Missed Connections

Uncategorized Aug 20, 2023

 

Climate change is a very real thing.  Over time, nature and animals are remarkably adaptable...maybe we will be, too?

Recently, my own ability to adapt was challenged not once, but TWICE in a one month period of time when flights from Chicago to the East coast were cancelled.  The strong storms and winds hitting the entire east coast were enough to ground flights for days.  

The first time, I was traveling back to NYC with my Mom and brother after a wonderful family vaca to Yellowstone.  We ended up having to crash in Chicago overnight and then took a regional flight to a cab to a train to the Acela to get home.  Exhausting, but better than trying to fly through the huge storm that was impacting the coastline.

Then two weeks later, I was in Chicago for a wedding (which was lovely), and our Sunday morning direct flight from ORD to LGA got delayed...then delayed...then delayed...then cancelled 4 hours later.  The tricky thing this time was that we didn't have the luxury of time to be able to stay over and get on another flight the next day.  We had to be back in NYC before 9AM EST on Monday morning.  So we made the executive decision to rent a car at the airport and by 2:30PM started the 14 hour drive from Chicago to the UWS of Manhattan.  

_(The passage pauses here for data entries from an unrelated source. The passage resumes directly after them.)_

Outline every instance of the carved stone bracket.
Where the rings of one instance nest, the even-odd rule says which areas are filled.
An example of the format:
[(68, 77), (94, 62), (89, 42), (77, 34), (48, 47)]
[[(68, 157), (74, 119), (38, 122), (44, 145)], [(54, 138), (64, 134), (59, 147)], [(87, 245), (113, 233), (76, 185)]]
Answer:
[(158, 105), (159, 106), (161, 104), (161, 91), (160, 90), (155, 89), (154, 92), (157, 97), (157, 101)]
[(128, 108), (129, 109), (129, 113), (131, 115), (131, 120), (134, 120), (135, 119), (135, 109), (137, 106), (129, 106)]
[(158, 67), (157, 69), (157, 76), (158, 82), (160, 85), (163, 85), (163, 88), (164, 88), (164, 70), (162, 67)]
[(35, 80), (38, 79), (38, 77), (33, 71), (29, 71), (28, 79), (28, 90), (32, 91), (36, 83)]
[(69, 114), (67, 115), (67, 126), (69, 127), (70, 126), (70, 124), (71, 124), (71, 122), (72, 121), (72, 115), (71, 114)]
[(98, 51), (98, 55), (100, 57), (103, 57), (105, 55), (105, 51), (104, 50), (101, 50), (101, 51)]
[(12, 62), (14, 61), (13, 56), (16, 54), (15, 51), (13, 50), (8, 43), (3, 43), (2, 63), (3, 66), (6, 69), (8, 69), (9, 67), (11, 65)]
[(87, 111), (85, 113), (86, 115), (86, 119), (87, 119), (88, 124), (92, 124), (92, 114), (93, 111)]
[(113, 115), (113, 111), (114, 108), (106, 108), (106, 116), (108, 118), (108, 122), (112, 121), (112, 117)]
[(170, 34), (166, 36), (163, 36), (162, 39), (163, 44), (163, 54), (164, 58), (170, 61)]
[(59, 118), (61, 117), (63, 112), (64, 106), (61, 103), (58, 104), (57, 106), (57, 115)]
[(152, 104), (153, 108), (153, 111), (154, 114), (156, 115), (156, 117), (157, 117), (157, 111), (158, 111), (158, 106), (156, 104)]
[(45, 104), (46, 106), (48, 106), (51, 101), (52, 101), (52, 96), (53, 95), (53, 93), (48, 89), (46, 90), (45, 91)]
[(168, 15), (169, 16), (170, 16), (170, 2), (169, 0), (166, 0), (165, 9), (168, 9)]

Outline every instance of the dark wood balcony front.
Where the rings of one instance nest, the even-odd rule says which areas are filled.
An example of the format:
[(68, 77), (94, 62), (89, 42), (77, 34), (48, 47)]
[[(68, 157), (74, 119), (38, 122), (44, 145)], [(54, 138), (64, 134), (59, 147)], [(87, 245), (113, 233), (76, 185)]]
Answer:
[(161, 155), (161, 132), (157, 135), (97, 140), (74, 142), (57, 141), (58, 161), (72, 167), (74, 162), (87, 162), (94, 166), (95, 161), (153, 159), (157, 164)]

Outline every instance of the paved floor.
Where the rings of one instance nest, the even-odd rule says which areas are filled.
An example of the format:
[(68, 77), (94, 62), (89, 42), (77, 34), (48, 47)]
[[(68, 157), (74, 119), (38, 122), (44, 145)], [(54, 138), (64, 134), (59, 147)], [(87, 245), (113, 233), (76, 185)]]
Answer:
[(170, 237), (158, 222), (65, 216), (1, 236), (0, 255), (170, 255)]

We took turns driving and napping, and had to stop for gas about 4 times throughout the trip.  All intentions of limiting processed carbs and sugar went out the door.  For the first time, I had one of those 4 hour energy drinks.  

The trip was easy enough until about 11PM when the rain and wind really started.  Those two or so hours it was my turn to nap, so I did my best to close my eyes and rest.  My boyfriend did a great job staying focused and keeping us safe on the drive during that really tough few hours, but at around 2AM he really started to crash.  It was my turn.

We got gas at the creepiest gas station there ever was a little after 2AM and switched places to drive.  He fell asleep immediately in the passenger seat and so it was up to me to get us home.  

It wasn't raining anymore and it was actually very peaceful.  It was very dark, with few other cars on the road.  Just me and my high beams.  For the first 45 minutes or so I was pretty alert, but as we rounded into the 3AM hour, I did really get tired.  This part of the drive I knew well - just in through NJ, over the GW Bridge and down the Henry Hudson to get home.  As we got into the latter part of the 3:00 hour, there were also more cars that joined us on the road, so that helped.

But the unexpected thing that happened during the toughest part was that I found myself moving into almost a meditative state.  I don't mean I was literally meditating when I was supposed to be driving - I mean that I was so peaceful that I really started to find my energy and focus by going to my breath.  From there, I somehow naturally started to think about all the things I am deeply grateful for.  I started out small - thinking that I was grateful to have the option to get a car quickly and safely and drive together to get to our destination.  That I have the money to pay for gas and that along the way we had many options for food and coffee that were clean and at least moderately healthy.  I was grateful that I had all five of my senses.  I was grateful for my body, for music that's so interwoven into my life that even if the radio isn't playing, I still have songs in my mind and soul.  Then I was grateful for the wonderful boyfriend laying beside me, and the life we were driving back to.  Then I was grateful for the others in my life that make it so amazing and rich and worth living.  From family to friends to colleagues to clients.  I found myself just easily continuing to think through all of the wonderful things about being alive. Each time, I really FELT grateful.  In a really interesting way, instead of being more exhausted during this time, I found additional reserves of energy that felt as if they were at least partially fueled by my connection to myself and the gratitude I just kept churning out. Once again, my gratitude practice helped me navigate one of the more challenging physical and mental experiences I've had recently. 

If our flight went out on time, I would have never had the opportunity to experience this Reminder.  It was yet another Reminder that actually, the Reminders ARE always all around you, if you are willing and able to look.  Ah!  Incredible.  

 

I found a parking spot around the block from my apartment at 4:15AM that Monday morning.  We somehow willed ourselves up to bed and I got about 3.5 hours of sleep before I had to get up, return the rental car and get back to start my work day.  That night I remember crashing around 9PM and getting 9 hours of sleep that night.  I understand even better now why sleep depravation is a torture tactic.  

 

Looking back now though, I am glad we did it.  And I'm glad to know that my own Reminders and reserves of the stuff that I need to get through and evolve in this life is always right there.  Peacefully present, happy to be called upon at any moment.